Famosa è la figura dell’imperatore Marco Aurelio Antonino (203 –222), meglio conosciuto come Eliogabalo o Elagabalo. Gli storici del tempo descrivono l’imperatore come un uomo bello e di grande fascino. In veste di gran sacerdote del sole, venerato in Fenicia sotto il nome di Eliogabalo, ne introdusse a Roma il culto eminentemente orgiastico e promiscuo, per abbandonarsi poi a mollezze e stravizi d’ogni tipo. Sposò cinque donne, ma intrattenne ufficialmente relazioni con uomini, tra cui il biondo Ierocle, un conduttore di bighe proveniente dalla Caria (Anatolia), e con Zotico, un atleta di Smirne. Lo storico e senatore Cassio Dione nella sua Storia romana racconta che Eliogabalo era disposto a offrire metà dell’Impero romano al medico che potesse dotarlo di genitali femminili (LXXX.16).
In Grecia si potevano amare persone dello stesso sesso (paiderastài, gli “amanti dei ragazzi”), oppure quelle del sesso opposto (gunaikerastài, “amanti delle donne”), o essere attratti sia dai maschi sia dalle donne (amfidéxoi, “ambidestri”). I greci nell'amore cercavano il bello, indipendentemente dal sesso di chi amavano, pertanto amare donne o ragazzi era solo una faccia diversa della stessa medaglia. Solo gli effeminati erano oggetto di scherno.
In Grecia, addirittura, il rapporto omosessuale con gli adolescenti maschi (a partire da almeno dodici anni di età) svolgeva una funzione formativa: la pratica della pederastia era un’attività permessa dalle leggi, celebrata nei riti e dalla letteratura. Questa consuetudine traeva la sua legittimazione da numerosi amori omosessuali mitici: Zeus e Ganimede, Poseidone e Penelope, Apollo e Giacinto, ancora Apollo e Ciparisso e Admeto, Eracle e Iolao, Teseo e Piritoo. A differenza della pederastia, l’amore fra donne non era strumento di formazione, poiché era un rapporto paritario che non prevedeva sottomissione.
A Cipro, racconta lo scrittore romano Macrobio, donne vestite da uomini e uomini vestiti da donne adoravano Venere Castina, una divinità femminile dotata di attributi maschili, eletta protettrice di queste persone.

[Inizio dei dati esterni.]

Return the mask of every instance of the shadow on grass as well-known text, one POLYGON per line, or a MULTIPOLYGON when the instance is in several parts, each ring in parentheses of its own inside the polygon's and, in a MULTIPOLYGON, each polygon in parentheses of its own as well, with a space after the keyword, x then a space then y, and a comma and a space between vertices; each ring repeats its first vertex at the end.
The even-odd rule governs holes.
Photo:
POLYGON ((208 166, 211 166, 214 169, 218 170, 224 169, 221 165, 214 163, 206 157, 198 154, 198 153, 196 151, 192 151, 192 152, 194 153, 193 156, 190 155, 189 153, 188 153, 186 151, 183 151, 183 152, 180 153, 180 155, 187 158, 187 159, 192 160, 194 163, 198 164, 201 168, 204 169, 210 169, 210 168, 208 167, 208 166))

Il Cristianesimo separa completamente la sessualità dalla sfera sacra, relegandola nella sfera privata ed elevandola a male assoluto se praticata al di fuori del matrimonio, senza le finalità procreative, e se assume posizioni e pratiche sessuali innaturali e, soprattutto, con persone dello stesso sesso.
La morale dettata dalla Chiesa di Roma funzionò da base e fulcro alle leggi che, successivamente adottate dagli imperatori cristiani come Costante, Teodosio e Giustiniano, proibirono e punirono il “nuovo” reato di omosessualità. Nel 533 Giustiniano, nelle Institutiones Iustiniani sive Elementa, considera l’omosessualità una “innominabile libidine” e la equipara all’adulterio, sancendone la pena capitale (Inst. 4, 18, 4).
San Pier Damiani (1007-1072) è il primo religioso a condannare ufficialmente l’omosessualità. Nel suo Liber Gomorrhianus la definisce «un’abile macchinazione del diavolo» che dilaga finanche tra gli ecclesiastici del suo tempo.
L’intolleranza e la condanna dell’omosessualità ha il suo apice nel XIII secolo attraverso una vera e propria persecuzione: oltre che per le streghe e gli eretici, i roghi si accendono anche per gli omosessuali. Tale pena è mantenuta sino al XV secolo non solo per gli omosessuali, ma anche per chi pratica la sodomia tra uomo e donna.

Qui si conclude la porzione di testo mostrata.